MSpot tries to find the sweet spot in digital music business
That old-school adage also applies to new-school media. Just ask Daren Tsui, chief executive of mSpot Inc., a mobile music streaming company in Palo Alto, Calif.
Tsui's company recently launched a digital music locker service that lets people upload their tunes onto mSpot's servers and stream their music on any Web browser or Android phone. Similar to MP3Tunes, mSpot's service gives users 2 gigabytes of storage, enough to hold between 1,200 and 1,600 songs -- for free.
What's the catch? MSpot just wants to get to know you a little better. Once it has an idea of the songs a user listens to, it can start pitching other things such as similar music, a subscription to a music service or movies in the same vein. It's not as far-fetched as it sounds. Anyone who's been on Amazon.com is familiar with the pitch, "Customers who bought this item also bought..."
Here's how Tsui explained it in an interview: "We believe we will be managing a very valuable set of user data (what music users own and listen to) that will allow us to accurately upsell products and services in a nonintrusive and secure way."

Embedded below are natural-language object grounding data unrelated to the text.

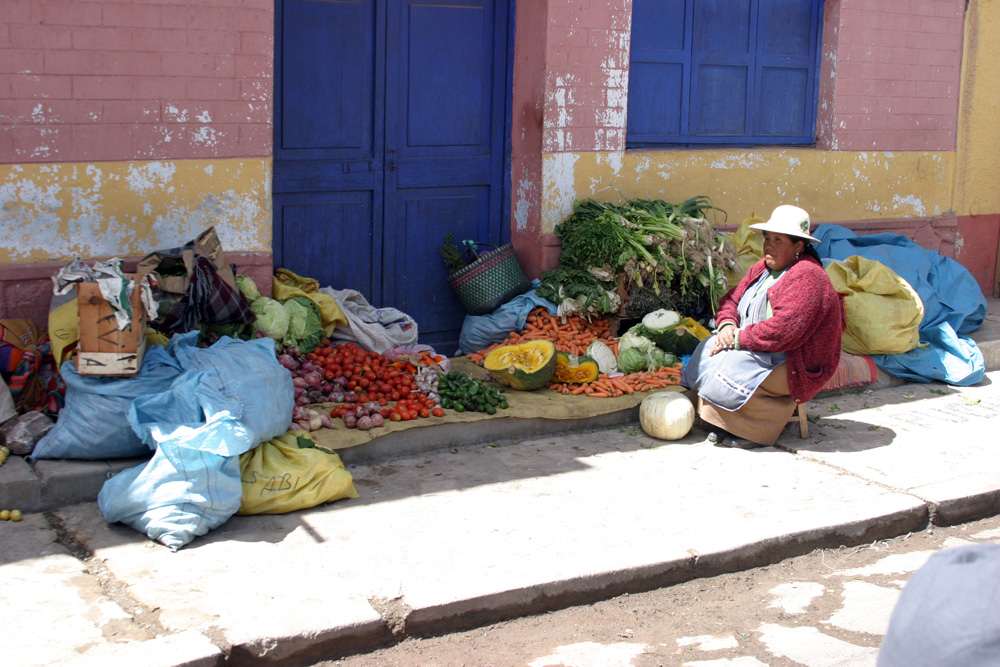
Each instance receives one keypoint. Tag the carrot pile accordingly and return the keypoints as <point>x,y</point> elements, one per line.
<point>606,387</point>
<point>572,336</point>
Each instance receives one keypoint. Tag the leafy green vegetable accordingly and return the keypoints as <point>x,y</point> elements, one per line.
<point>567,282</point>
<point>632,360</point>
<point>452,254</point>
<point>272,318</point>
<point>660,321</point>
<point>247,286</point>
<point>305,324</point>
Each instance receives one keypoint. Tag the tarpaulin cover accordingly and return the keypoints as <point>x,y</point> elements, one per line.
<point>481,331</point>
<point>954,305</point>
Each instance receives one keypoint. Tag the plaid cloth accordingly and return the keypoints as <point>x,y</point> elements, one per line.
<point>35,383</point>
<point>208,300</point>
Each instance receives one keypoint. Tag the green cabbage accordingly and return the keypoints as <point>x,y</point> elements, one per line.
<point>272,318</point>
<point>655,358</point>
<point>247,286</point>
<point>634,339</point>
<point>602,354</point>
<point>632,360</point>
<point>305,324</point>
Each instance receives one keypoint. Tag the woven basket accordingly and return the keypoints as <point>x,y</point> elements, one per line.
<point>490,281</point>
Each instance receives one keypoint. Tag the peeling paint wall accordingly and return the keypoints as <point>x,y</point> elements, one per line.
<point>60,211</point>
<point>832,185</point>
<point>977,182</point>
<point>127,127</point>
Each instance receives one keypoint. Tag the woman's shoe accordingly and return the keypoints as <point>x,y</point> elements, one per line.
<point>725,439</point>
<point>741,443</point>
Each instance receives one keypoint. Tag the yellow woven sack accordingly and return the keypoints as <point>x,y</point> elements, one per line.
<point>285,284</point>
<point>883,311</point>
<point>749,247</point>
<point>290,473</point>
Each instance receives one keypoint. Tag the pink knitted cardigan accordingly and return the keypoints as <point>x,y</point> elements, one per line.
<point>807,323</point>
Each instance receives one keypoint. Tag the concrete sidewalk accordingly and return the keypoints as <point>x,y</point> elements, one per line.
<point>458,537</point>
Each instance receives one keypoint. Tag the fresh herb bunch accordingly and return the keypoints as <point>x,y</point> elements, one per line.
<point>566,282</point>
<point>452,254</point>
<point>650,243</point>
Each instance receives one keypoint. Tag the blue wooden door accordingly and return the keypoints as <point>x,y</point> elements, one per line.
<point>389,133</point>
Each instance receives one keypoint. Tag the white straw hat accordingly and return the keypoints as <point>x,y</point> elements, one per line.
<point>786,219</point>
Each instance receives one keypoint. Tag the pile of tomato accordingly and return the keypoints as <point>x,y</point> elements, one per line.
<point>374,378</point>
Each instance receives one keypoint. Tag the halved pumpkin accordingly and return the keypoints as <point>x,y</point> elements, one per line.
<point>575,369</point>
<point>526,366</point>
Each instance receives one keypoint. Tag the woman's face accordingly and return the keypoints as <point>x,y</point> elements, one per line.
<point>780,250</point>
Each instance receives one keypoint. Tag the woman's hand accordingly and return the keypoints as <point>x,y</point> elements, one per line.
<point>725,339</point>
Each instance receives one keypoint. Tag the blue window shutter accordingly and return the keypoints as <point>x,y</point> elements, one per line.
<point>660,71</point>
<point>719,72</point>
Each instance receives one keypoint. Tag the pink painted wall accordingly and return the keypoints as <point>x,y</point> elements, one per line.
<point>95,80</point>
<point>570,92</point>
<point>586,76</point>
<point>890,75</point>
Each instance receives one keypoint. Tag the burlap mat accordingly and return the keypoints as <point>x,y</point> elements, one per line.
<point>543,403</point>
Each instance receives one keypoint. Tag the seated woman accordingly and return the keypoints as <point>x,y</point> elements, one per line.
<point>777,339</point>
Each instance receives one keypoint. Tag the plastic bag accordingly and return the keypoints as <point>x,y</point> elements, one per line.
<point>290,473</point>
<point>419,355</point>
<point>93,422</point>
<point>374,329</point>
<point>286,284</point>
<point>231,397</point>
<point>481,331</point>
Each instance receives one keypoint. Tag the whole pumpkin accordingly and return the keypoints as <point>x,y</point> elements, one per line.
<point>666,415</point>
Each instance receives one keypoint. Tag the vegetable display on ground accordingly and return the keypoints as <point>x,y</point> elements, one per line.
<point>649,253</point>
<point>524,366</point>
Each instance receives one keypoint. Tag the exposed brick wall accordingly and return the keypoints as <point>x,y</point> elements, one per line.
<point>102,80</point>
<point>587,75</point>
<point>890,75</point>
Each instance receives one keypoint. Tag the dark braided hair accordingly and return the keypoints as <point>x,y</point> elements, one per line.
<point>808,249</point>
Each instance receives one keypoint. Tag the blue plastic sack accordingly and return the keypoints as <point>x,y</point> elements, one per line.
<point>93,424</point>
<point>230,398</point>
<point>481,331</point>
<point>954,305</point>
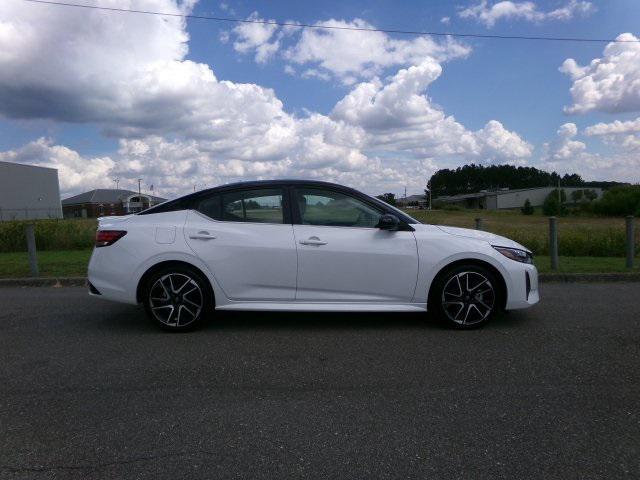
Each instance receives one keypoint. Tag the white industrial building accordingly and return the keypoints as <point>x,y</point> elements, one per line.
<point>506,199</point>
<point>28,192</point>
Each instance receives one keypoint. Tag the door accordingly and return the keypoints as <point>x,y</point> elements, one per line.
<point>243,238</point>
<point>343,257</point>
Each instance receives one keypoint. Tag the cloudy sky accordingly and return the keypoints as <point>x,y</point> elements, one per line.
<point>182,103</point>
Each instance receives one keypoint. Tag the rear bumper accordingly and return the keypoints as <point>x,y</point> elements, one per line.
<point>523,289</point>
<point>106,276</point>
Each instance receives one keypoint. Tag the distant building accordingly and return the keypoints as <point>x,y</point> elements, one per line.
<point>412,201</point>
<point>506,199</point>
<point>103,202</point>
<point>28,192</point>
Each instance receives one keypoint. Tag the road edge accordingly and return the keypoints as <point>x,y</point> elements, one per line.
<point>543,278</point>
<point>44,282</point>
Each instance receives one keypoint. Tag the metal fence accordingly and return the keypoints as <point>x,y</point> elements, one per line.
<point>7,214</point>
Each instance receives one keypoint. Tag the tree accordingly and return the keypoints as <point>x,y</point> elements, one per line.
<point>527,209</point>
<point>553,205</point>
<point>577,196</point>
<point>390,198</point>
<point>473,178</point>
<point>591,195</point>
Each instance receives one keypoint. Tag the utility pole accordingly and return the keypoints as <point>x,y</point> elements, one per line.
<point>559,195</point>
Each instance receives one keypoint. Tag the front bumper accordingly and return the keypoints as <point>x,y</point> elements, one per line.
<point>523,291</point>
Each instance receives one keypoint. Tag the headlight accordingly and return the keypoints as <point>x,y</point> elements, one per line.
<point>516,254</point>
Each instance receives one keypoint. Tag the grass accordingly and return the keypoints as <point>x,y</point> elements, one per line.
<point>72,263</point>
<point>578,236</point>
<point>63,263</point>
<point>56,234</point>
<point>586,265</point>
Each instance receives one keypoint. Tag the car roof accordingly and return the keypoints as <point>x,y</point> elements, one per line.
<point>283,181</point>
<point>185,200</point>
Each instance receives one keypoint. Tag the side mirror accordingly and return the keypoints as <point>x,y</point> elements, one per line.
<point>388,222</point>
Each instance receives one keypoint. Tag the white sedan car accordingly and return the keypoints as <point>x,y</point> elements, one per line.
<point>292,245</point>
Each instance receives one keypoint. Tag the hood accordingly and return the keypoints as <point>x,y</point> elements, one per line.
<point>491,238</point>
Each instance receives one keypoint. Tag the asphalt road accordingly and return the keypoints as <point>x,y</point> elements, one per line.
<point>90,389</point>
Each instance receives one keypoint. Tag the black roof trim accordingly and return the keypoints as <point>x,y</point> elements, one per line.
<point>185,202</point>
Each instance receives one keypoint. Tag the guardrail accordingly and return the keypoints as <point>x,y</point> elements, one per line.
<point>554,244</point>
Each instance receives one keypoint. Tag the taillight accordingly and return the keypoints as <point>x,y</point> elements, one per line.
<point>104,238</point>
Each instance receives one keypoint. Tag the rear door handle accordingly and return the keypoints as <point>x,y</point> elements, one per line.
<point>312,241</point>
<point>202,236</point>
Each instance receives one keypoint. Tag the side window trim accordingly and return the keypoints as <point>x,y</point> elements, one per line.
<point>286,206</point>
<point>297,216</point>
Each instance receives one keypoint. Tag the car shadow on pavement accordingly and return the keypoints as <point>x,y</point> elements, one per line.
<point>133,319</point>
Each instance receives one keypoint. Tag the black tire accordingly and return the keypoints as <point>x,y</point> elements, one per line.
<point>177,298</point>
<point>465,296</point>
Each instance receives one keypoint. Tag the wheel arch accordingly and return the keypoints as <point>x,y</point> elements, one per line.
<point>502,284</point>
<point>166,263</point>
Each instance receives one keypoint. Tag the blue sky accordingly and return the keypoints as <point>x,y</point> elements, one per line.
<point>504,99</point>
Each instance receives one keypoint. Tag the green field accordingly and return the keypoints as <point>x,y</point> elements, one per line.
<point>578,236</point>
<point>63,263</point>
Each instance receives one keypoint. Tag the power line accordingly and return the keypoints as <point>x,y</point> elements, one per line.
<point>336,27</point>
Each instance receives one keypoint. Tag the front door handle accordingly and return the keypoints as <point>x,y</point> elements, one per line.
<point>312,241</point>
<point>202,235</point>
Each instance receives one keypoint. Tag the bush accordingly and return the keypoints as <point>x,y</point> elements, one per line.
<point>619,201</point>
<point>552,206</point>
<point>527,209</point>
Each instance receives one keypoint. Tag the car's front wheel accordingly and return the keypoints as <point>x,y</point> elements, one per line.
<point>466,296</point>
<point>176,298</point>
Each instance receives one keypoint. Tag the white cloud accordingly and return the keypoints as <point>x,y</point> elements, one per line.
<point>397,116</point>
<point>624,135</point>
<point>489,14</point>
<point>565,154</point>
<point>180,125</point>
<point>74,171</point>
<point>350,55</point>
<point>258,37</point>
<point>608,84</point>
<point>564,147</point>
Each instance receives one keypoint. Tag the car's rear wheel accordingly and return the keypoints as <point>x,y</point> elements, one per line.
<point>466,296</point>
<point>177,298</point>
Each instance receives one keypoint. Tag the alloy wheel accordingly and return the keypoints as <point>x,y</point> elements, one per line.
<point>468,298</point>
<point>176,300</point>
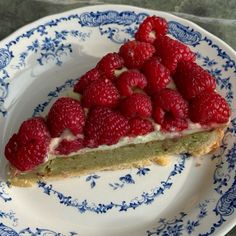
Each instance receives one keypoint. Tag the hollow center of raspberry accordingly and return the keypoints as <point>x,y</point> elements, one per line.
<point>168,116</point>
<point>152,34</point>
<point>118,72</point>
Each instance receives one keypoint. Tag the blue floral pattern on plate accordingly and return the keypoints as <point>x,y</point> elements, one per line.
<point>51,42</point>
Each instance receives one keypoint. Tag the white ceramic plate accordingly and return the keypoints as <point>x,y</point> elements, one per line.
<point>42,61</point>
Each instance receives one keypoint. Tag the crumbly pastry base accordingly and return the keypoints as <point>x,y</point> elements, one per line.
<point>137,155</point>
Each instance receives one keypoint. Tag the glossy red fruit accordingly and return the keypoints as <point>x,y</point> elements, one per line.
<point>150,28</point>
<point>104,126</point>
<point>129,80</point>
<point>66,113</point>
<point>109,63</point>
<point>158,76</point>
<point>86,79</point>
<point>172,51</point>
<point>101,93</point>
<point>135,53</point>
<point>140,126</point>
<point>137,104</point>
<point>28,148</point>
<point>209,108</point>
<point>191,79</point>
<point>170,110</point>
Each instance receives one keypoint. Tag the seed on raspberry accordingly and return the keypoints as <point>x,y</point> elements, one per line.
<point>104,126</point>
<point>109,63</point>
<point>137,104</point>
<point>69,146</point>
<point>157,75</point>
<point>170,110</point>
<point>208,108</point>
<point>129,80</point>
<point>86,79</point>
<point>150,28</point>
<point>140,126</point>
<point>191,79</point>
<point>135,53</point>
<point>100,93</point>
<point>66,113</point>
<point>172,51</point>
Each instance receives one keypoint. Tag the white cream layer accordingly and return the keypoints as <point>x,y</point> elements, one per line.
<point>153,136</point>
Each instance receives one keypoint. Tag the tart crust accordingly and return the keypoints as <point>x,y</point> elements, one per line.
<point>135,155</point>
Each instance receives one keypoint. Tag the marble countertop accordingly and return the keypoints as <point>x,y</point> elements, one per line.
<point>216,16</point>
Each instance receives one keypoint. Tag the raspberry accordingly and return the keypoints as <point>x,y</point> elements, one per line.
<point>68,146</point>
<point>137,104</point>
<point>150,28</point>
<point>100,93</point>
<point>129,80</point>
<point>170,110</point>
<point>157,75</point>
<point>135,53</point>
<point>208,108</point>
<point>86,80</point>
<point>66,113</point>
<point>109,63</point>
<point>172,51</point>
<point>191,79</point>
<point>104,126</point>
<point>28,148</point>
<point>139,126</point>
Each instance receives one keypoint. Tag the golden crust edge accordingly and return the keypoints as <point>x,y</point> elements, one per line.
<point>162,160</point>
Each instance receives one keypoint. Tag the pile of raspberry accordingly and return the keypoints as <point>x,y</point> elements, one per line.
<point>153,79</point>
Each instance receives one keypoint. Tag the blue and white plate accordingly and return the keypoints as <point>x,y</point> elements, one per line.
<point>42,61</point>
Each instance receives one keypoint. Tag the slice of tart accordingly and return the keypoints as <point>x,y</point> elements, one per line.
<point>138,106</point>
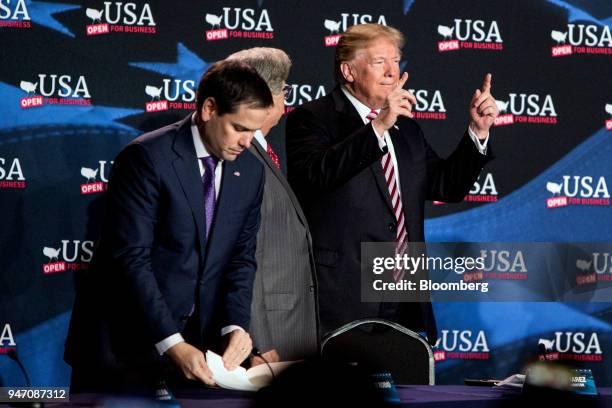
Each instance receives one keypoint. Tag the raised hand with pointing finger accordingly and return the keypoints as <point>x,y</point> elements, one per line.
<point>483,109</point>
<point>398,102</point>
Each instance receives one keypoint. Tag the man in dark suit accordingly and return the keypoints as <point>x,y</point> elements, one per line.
<point>176,260</point>
<point>362,170</point>
<point>283,312</point>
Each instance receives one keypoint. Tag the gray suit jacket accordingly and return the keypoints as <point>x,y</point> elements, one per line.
<point>284,311</point>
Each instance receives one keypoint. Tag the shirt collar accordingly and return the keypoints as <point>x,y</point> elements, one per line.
<point>261,139</point>
<point>362,109</point>
<point>201,150</point>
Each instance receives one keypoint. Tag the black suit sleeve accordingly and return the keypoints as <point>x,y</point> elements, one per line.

So far, mSpot's locker service does not pay licensing fees to music rights holders, relying on a "fair use" legal argument that arguably lets people make copies of their music for personal use. In order to take the next step and sell any sort of music streaming or subscription service, mSpot needs labels and publishers to license their music to the company.
But as fledgling music companies such as Spotify can attest, that's no easy task. The Swedish music streaming company has so far failed to persuade labels, Warner Music Group in particular, to offer a free, ad-supported service in the United States. That's mostly because the ad revenue isn't beefy enough to make it worth their while, music industry sources have said. And the number of people who switch from the free service to paying for a monthly subscription is too paltry.
MSpot's Tsui is taking a different tack. If he succeeds in building a large enough base of customers who use his free digital music locker, he can offer that to the likes of Warner, EMI, Universal Music Group, Sony Music and others as a pool of potential customers.
In other words, the goods may be digital, but the money is with the people.